The conditional sail order was established in October when the CDC lifted the no-sail order and set the ground rules for cruise lines to resume operation. The problem was, however, the guidelines to resume operation were extremely strict and many saw it as a defacto no-sail order. As cruise lines began reviewing the conditions, it became clear that meeting them would be a near impossibility. 

RELATED: CDC Lifts No-Sail Order, Outlines Cruise Return

In a press release today, Kelly Craighead, CLIA’s President and CEO, cited the return of successful cruising in other parts of the world in her call to the CDC to lift their conditions. 

“Over the past eight months, a highly-controlled resumption of cruising has continued in Europe, Asia, and the South Pacific—with nearly 400,000 passengers sailing to date in more than 10 major cruise markets. These voyages were successfully completed with industry-leading protocols that have effectively mitigated the spread of COVID-19. Additional sailings are planned in the Mediterranean and Caribbean later this spring and summer,” she said. 

The press release went on to note that the very small fraction of reported COVID cases on cruise ships (fewer than 50 based on public reports) is dramatically lower than the rate on land or in any other transportation mode. 

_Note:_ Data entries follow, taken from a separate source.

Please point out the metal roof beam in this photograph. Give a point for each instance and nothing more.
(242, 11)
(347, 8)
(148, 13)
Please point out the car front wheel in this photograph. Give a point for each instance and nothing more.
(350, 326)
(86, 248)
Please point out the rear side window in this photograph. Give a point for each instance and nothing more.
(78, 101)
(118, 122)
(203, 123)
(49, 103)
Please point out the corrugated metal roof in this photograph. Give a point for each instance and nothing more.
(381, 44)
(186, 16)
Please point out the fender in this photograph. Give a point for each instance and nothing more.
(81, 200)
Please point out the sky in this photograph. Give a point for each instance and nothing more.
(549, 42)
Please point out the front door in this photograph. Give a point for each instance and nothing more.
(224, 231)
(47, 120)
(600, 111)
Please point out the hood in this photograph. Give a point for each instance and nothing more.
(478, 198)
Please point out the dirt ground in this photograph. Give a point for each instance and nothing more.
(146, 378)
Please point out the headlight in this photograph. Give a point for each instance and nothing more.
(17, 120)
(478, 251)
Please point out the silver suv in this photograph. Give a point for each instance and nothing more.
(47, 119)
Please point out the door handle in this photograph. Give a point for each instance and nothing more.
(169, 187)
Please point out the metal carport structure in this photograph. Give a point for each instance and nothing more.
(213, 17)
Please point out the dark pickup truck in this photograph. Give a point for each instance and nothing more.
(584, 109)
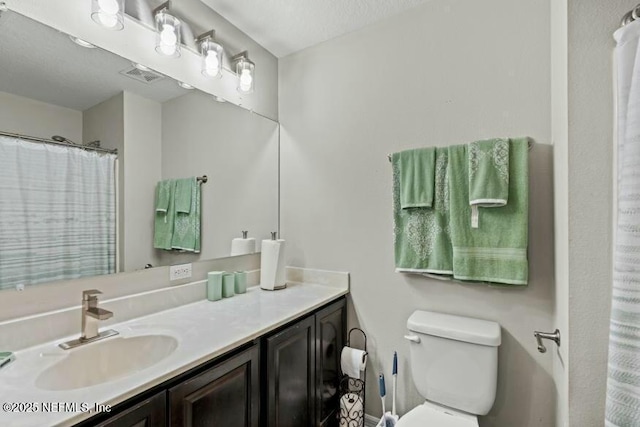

“This is a testament to the industry’s unparalleled expertise, gained over more than half a century, in coordinating movements of guests and crew, efficiently organizing complex embarkations and excursions, and designing vessels that are more technologically advanced and operationally agile than any other mode of transportation,” said Craighead. 

Vaccine Rollout is a Gamechanger 

At the end of the day, the United States’ aggressive vaccine rollout is the most important factor in cruise ships returning to service. Five months ago, when the conditional sail order was first established, the idea of millions of the highest-risk Americans being fully vaccinated was basically a fairytale. But here we are, months later, and that’s the current situation we find ourselves in.  

“The cruise industry has adopted a high bar for resumption around the world with a multi-layered set of policies that is intended to be revised as conditions change. Our Members continue to follow this multi-layered approach to enhancing health and safety that has proven effective, making cruising one of the best and most adaptable choices for travel,” she added. Craighead said. “The accelerated rollout of vaccines is a gamechanger in providing for the health and well-being of the public, especially in the United States, where President Biden expects all adults will be eligible for vaccinations by May 1, 2021.”

There have been several cruise lines who have come right out and said vaccines are mandatory, but CLIA does not currently have a policy related to vaccines.

Cruise lines have announced a few sailings catering to those who have received vaccinations, CLIA does not currently have a policy related to vaccines. The organization is still looking into the best policies and practices going forward as part of their overall plan for a resumption of operation for cruise lines.